Have suggestions for a rant? Send along your ideas to email@example.com.
Well… the bitch is back. Yesterday, famed Italian designers Dolce and Gabbana drew the ire of gay icon Sir Elton John over comments they made in an interview with Panorama magazine. Domenico Dolce and Stefano Gabbana, who were romantically linked for 23 years before going strictly professional in 2005, were quoted as saying, “We oppose gay adoptions. The only family is the traditional one. No chemical offspring and rented uterus: life has a natural flow, there are things that should not be changed.” Dolce followed up by saying that children, “must be an act of love,” before adding: “You are born to a mother and a father — or at least that’s how it should be.” Gabbana finished with, “”I call children of chemistry synthetic children. Uteri [for] rent, semen chosen from a catalogue… The family is not a fad. In it there is a supernatural sense of belonging.”
Naturally Sir John, who has two children with Canadian husband David Furnish, took offence to this. Taking to his Instagram, he posted, “How dare you refer to my beautiful children as ‘synthetic.’ And shame on you for wagging your judgemental little fingers at IVF — a miracle that has allowed legions of loving people, both straight and gay, to fulfil their dream of having children. Your archaic thinking is out of step with the times, just like your fashions. I shall never wear Dolce and Gabbana ever again. #BoycottDolceGabbana.”
The #BoycottDolceGabbana has since taken off across social media, generating huge amounts of support including fellow celebrities Ryan Murphy, Ricky Martin, Courtney Love, and Perez Hilton. Naturally, Dolce and Gabbana released a lacklustre “apology” yesterday in response.

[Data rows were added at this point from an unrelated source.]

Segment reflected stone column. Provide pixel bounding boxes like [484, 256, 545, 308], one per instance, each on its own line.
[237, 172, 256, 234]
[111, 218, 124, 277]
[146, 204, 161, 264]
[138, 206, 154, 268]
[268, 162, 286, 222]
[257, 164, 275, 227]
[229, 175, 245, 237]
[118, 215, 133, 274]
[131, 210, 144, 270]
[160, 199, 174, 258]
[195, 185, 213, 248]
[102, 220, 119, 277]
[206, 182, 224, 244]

There has also been an insidious backlash to #BoycottDolceGabbana. Fans of Dolce and Gabbana’s traditional views (read: narrow-minded, homophobic vitriol) have created an opposing hashtag of #BoycottEltonJohn. This was to be expected, it is well-documented that such people exist. It’s called Fox News and we’re over it. We’re going to ignore how insensitive and backwards their points are, along with how stupid it is to piss of the gays, to focus on something even more troubling.
What is more unsettling is the amount of people attempting to twist the matter into a freedom of speech issue and comparing it to the attacks on Charlie Hebdo in France this past January. The murderous rampage, carried out by two extremists doling out retribution for the magazine’s unflattering depiction of the prophet Mohammed, left 12 people dead and a further 11 injured. Frankly, to compare the two issues is insulting to those who died in Paris and the movement that is #JeSuisCharlie.
#BoycottDolceGabbana is not a freedom of speech issue. Neither Sir Elton John nor the public at large are saying that these two designers can’t have their opinions. However, by putting them out into the public forum, they open themselves up to criticism. Unlike Charlie Hebdo, they are not making a political statement they feel would preserve the integrity of basic freedoms. They are not thumbing their noses at extremists, knowing fully well that real violence may come to their doorstep. They are not fighting for a cause greater than themselves. Rather, they have allowed their own internalized homophobia to run amok and are the ones doing the harm instead.
As consumers, social media users, and citizens of the world, people are voicing their choice to not to support Dolce and Gabbana. They are exercising their right to not buy clothing made by homophobes. Nobody is saying burn all the copies of Panorama or storm D&G’s head office. Nobody is saying anybody should be hurt. Nobody is going to die tomorrow because of this. Boycotting is not bullets.
And besides, as is the nature of fashion (see the recent return of John Galliano), chances are this controversy will pass and Dolce and Gabbana will live to see another day. The victims of the Charlie Hebdo attacks were not so lucky – and that is the important part.